Parametric uncertainty is broadly difficult to quantify. In particular, when those parameters don't fit nice distributions it can be hard to generate reasonable simulations. Polynomial chaos is a somewhat obscure technique that leverages a natural connection between probability distributions and orthogonal polynomial families. This talk will demonstrate the technique and its applications.
There is an intricate link between orthogonal polynomial families and well-known probability distributions. Known as Polynomial Chaos, this technique is largely unknown outside of some engineering fields. Nevertheless, the method allows us to model arbitrary distributions (with finite second moment) using distributions that are more familiar, e.g. the uniform or normal distributions. The polynomial chaos technique shifts the burden of understanding random variables to one of understanding deterministic series coefficients.

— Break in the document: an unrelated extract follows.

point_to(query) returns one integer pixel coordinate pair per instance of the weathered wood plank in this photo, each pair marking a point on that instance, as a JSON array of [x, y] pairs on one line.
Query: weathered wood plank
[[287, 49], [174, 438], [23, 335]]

This method is particularly good for understanding dynamical systems with parametric uncertainty. The Polynomial Chaos expansion allows us to generate Monte Carlo simulations with far fewer simulation runs. In addition, we can use the method to quantify uncertainty in observations even when faced with small sample sizes. This talk will demonstrate the derivation of the technique and include some Python examples of ways it can be used to model systems and understand data in the presence of uncertainty. This will be a highly technical talk, touching on elements of measure-theoretic probability and functional analysis.